Dans sa séance du mercredi 17 novembre 1999, le Sénat a nommé M. Jean-Pierre Vial membre de la commission des affaires sociales, en remplacement de M. Simon Loueckhote, démissionnaire.



Le Directeur du service du compte rendu intégral, DOMINIQUE PLANCHON QUESTIONS ORALES REMISES À LA PRÉSIDENCE DU SÉNAT (Application des articles 76 à 78 du réglement)


Remboursement des traitements
des maladies orphelines

655. - 17 novembre 1999. - M. Francis Grignon attire l'attention de Mme le secrétaire d'Etat à la santé et à l'action sociale sur le remboursement des traitements de certaines maladies dites orphelines. En effet, la maladie de Biermer, maladie génétique grave et orpheline peut être soignée par des injections régulières de vitamines B 12. Or ce traitement n'est nullement remboursé par la sécurité sociale. Il lui demande donc si, dans ce type de cas, qui ne doit être le seul, il ne serait pas envisageable de prévoir un remboursement par la sécurité sociale, remboursement qui serait ainsi fonction de la pathologie et non du médicament.

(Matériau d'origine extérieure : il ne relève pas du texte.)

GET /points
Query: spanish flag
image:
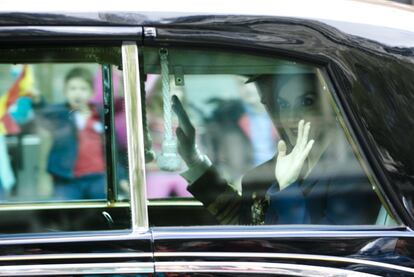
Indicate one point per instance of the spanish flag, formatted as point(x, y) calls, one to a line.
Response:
point(21, 87)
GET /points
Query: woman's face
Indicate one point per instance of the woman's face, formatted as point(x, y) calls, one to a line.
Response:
point(298, 99)
point(78, 92)
point(294, 98)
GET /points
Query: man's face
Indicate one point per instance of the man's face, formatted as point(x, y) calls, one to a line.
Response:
point(296, 98)
point(78, 92)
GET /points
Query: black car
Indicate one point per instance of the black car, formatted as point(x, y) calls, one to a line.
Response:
point(286, 148)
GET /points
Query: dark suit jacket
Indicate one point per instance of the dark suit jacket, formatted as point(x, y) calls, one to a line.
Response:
point(331, 194)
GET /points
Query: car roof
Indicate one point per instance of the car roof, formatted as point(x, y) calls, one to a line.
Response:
point(382, 21)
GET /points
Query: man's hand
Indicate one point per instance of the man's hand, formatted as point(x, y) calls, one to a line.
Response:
point(185, 132)
point(288, 167)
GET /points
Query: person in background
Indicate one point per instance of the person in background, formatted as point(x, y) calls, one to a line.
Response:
point(299, 188)
point(15, 110)
point(76, 158)
point(239, 134)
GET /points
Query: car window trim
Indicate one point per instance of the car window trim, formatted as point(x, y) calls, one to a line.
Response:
point(135, 131)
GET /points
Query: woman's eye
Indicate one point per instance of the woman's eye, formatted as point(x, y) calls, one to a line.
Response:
point(282, 104)
point(307, 101)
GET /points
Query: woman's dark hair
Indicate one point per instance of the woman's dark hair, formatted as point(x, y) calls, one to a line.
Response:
point(80, 72)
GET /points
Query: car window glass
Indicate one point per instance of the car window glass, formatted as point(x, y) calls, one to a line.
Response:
point(60, 111)
point(257, 140)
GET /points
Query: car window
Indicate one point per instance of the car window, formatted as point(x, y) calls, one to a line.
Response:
point(62, 140)
point(253, 140)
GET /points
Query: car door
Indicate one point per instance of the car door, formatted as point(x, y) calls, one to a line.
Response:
point(70, 204)
point(352, 222)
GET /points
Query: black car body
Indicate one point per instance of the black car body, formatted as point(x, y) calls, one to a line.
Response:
point(371, 72)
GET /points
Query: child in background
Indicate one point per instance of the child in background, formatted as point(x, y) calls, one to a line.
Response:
point(76, 159)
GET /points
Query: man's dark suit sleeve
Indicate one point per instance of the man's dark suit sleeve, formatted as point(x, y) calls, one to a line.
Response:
point(218, 196)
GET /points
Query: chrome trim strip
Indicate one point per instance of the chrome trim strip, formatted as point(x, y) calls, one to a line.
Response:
point(283, 256)
point(73, 256)
point(141, 233)
point(60, 206)
point(255, 268)
point(156, 203)
point(135, 133)
point(70, 269)
point(71, 32)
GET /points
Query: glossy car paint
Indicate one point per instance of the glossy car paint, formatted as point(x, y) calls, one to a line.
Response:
point(374, 85)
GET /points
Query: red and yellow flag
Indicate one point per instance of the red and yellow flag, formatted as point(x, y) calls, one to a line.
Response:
point(21, 87)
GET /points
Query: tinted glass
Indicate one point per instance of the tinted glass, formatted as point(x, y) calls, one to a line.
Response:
point(59, 116)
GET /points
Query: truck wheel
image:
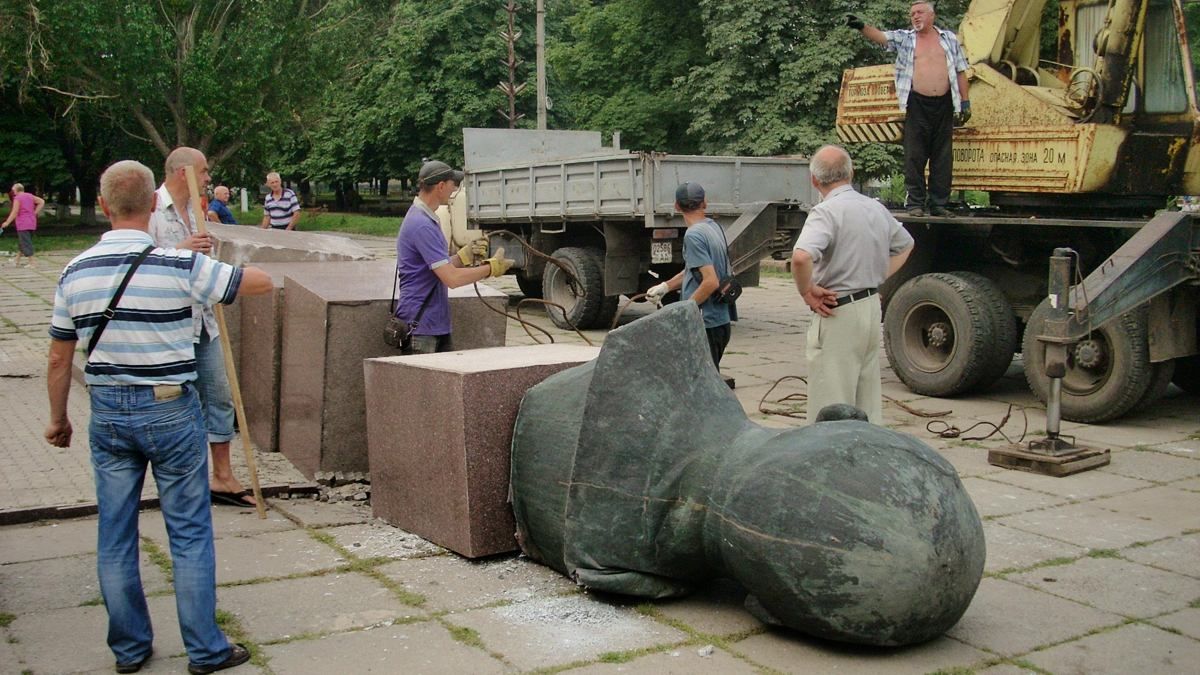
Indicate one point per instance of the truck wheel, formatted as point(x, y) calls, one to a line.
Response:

Contribution représentative du droit de bail
sur les locations de chasse en Alsace-Moselle

656. - 17 novembre 1999. - M. Francis Grignon attire l'attention de M. le ministre de l'économie, des finances et de l'industrie sur les conséquences de l'article 12 de la loi de finances rectificative pour 1998 n° 98-1267 du 30 décembre 1998 remplaçant les droits d'enseignement à la charge des locataires par une contribution annuelle représentative du droit de bail à la charge quant à elle des bailleurs. Alors que le droit de bail était traditionnellement payé directement par le locataire de la chasse, la commune doit désormais acquitter la nouvelle contribution puis la récupérer auprès du locataire. Cette mesure soulève un certain nombre de difficultés dans le cas des locations de chasse par les communes d'Alsace et de Moselle. En effet, ces dispositions ne trouvent pas une application satisfaisante du fait des dispositions particulière du droit local, car les communes d'Alsace et de Moselle gèrent la chasse pour le compte des propriétaires fonciers. De plus, ces nouvelles dispositions créent un échelon supplémentaire dans la perception de la contribution, ce qui a pour effet de transférer la responsabilité de la déclaration et du paiement de la contribution à la commune. Ainsi, la mise en oeuvre de cette contribution impose aux communes des procédures supplémentaires, ce qui ne va pas dans le sens d'une simplification administrative. Il lui demande donc s'il ne serait pas envisageable de revenir à la situation antérieure d'un droit payé directement par les locataires de la chasse.